Unsupervised Learning Captures Scene Category Specific Information During Early and Late Processing While Failing to Capture High-Level Scene Structure.

Wed-P12-Poster III-105

Presented by: Aylin Kallmayer

Aylin Kallmayer, Melissa Vo

Scene Grammar Lab, Department of Psychology, Goethe University Frankfurt, Germany

Real-world scenes are complex and rich in information, yet we understand scenes quickly and seemingly effortlessly. Key to understanding vision is understanding the computations and the structure of representations that support efficient processing. We hypothesize that we exploit scene structures by learning hierarchical object-to-object and scene-to-object relations captured by a scene grammar. Does unsupervised learning automatically lead to representations that reflect properties of scene grammar? To assess how well scenes generated by generative adversarial networks (GANs) capture real-world scene structure perceived over time we conducted an EEG experiment. Participants viewed 180 generated scenes across six categories (30 exemplars per category) and performed a surprise categorization task.
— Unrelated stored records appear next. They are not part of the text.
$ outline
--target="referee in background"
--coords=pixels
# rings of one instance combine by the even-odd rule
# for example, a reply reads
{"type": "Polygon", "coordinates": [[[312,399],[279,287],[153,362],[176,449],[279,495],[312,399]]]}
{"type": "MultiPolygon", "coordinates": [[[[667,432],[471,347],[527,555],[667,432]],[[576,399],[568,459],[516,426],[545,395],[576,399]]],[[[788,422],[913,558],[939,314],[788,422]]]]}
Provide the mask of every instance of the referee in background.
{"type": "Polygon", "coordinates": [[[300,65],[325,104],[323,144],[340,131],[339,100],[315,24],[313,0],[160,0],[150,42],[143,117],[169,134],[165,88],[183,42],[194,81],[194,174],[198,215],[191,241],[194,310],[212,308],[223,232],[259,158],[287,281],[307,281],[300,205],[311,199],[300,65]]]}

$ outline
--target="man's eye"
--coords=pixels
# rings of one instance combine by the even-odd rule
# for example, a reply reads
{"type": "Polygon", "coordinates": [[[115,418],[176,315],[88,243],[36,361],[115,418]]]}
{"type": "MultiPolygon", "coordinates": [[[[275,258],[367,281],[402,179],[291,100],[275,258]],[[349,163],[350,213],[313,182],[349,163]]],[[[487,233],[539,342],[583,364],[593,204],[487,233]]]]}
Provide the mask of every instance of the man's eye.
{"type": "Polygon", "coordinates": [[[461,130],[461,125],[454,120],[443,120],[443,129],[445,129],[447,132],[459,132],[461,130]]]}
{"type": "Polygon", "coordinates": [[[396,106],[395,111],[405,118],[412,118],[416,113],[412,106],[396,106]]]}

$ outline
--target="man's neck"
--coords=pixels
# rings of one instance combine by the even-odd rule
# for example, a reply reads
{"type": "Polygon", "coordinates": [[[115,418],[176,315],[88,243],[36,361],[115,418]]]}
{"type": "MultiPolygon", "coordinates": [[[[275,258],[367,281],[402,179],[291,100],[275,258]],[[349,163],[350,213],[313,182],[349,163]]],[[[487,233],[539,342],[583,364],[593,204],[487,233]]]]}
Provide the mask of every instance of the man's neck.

Generated scenes varied in their “realness” as assessed by three different measures from previous experiments: ratings, false-alarm (FA) rates, and categorization performance for 50 and 500ms presentation times. We were able to decode scene category from generated scenes with peak performances around 140 and 640 ms, suggesting that generated scenes contain scene category specific information used during early, as well as late processing. To test whether activation patterns across time could predict our behavioral measures, we ran ridge regularized regressions for each timepoint. Models predicting ratings and FA rates in the 50 ms condition achieved highest performance (peak around 330 ms). Surprisingly, categorization performance could not be predicted by the neural signal irrespective of presentation times. We conclude that while generated scenes contain scene category specific information during early and late processing, they fail to capture high-level scene structure usually exploited for scene categorization.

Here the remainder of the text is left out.